Jet-Nemotron: Efficient Language Model with Post Neural Architecture Search

  • url: https://arxiv.org/abs/2508.15884
  • pdf: https://arxiv.org/pdf/2508.15884
  • abstract: We present Jet-Nemotron, a new family of hybrid-architecture language models, which matches or exceeds the accuracy of leading full-attention models while significantly improving generation throughput. Jet-Nemotron is developed using Post Neural Architecture Search (PostNAS), a novel neural architecture exploration pipeline that enables efficient model design.
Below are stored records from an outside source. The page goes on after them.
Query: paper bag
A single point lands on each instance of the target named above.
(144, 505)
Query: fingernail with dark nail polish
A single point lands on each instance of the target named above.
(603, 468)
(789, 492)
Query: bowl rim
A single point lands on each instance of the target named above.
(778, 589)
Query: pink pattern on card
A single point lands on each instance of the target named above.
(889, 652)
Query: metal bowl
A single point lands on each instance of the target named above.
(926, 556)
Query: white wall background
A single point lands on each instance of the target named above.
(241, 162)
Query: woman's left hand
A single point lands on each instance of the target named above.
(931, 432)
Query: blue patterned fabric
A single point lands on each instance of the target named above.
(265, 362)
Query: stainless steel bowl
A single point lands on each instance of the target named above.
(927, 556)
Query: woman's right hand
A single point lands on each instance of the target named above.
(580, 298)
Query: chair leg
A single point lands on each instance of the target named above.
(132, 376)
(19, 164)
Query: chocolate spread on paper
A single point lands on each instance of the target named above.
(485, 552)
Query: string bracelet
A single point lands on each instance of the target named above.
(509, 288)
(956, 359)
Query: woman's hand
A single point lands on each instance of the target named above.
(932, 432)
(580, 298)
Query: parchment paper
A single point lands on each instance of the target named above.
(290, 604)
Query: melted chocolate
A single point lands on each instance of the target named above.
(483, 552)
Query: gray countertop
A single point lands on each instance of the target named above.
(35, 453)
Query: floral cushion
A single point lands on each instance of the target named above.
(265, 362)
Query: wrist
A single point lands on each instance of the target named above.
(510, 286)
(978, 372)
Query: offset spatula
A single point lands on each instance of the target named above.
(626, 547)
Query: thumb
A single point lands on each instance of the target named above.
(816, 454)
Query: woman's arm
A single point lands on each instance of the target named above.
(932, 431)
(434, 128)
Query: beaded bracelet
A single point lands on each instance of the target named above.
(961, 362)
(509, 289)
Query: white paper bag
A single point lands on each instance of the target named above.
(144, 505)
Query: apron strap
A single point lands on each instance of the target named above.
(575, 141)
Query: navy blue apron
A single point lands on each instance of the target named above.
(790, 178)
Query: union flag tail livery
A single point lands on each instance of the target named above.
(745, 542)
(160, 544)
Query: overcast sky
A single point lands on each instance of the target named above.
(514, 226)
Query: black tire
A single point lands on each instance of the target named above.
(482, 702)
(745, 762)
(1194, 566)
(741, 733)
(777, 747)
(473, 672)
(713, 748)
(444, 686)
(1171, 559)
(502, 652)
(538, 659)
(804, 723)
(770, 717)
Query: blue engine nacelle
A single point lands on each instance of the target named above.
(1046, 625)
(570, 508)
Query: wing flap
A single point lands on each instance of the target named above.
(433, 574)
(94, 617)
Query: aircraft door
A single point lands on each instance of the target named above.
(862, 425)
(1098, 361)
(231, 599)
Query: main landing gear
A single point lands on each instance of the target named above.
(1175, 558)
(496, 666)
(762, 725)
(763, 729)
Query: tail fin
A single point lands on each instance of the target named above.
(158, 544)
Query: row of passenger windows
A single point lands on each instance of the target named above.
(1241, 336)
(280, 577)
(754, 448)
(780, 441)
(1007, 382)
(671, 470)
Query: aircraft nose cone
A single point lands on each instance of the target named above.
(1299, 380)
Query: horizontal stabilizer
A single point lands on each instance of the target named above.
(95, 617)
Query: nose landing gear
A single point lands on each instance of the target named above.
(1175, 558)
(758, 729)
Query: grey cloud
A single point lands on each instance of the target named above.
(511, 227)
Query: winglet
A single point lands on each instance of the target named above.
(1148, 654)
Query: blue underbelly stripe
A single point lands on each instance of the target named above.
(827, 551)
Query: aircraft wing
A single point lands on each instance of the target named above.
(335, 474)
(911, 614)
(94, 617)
Unlike prior approaches, PostNAS begins with a pre-trained full-attention model and freezes its MLP weights, allowing efficient exploration of attention block designs. The pipeline includes four key components: (1) learning optimal full-attention layer placement and elimination, (2) linear attention block selection, (3) designing new attention blocks, and (4) performing hardware-aware hyperparameter search. Our Jet-Nemotron-2B model achieves comparable or superior accuracy to Qwen3, Qwen2.5, Gemma3, and Llama3.2 across a comprehensive suite of benchmarks while delivering up to 53.6x generation throughput speedup and 6.1x prefilling speedup. It also achieves higher accuracy on MMLU and MMLU-Pro than recent advanced MoE full-attention models, such as DeepSeek-V3-Small and Moonlight, despite their larger scale with 15B total and 2.2B activated parameters.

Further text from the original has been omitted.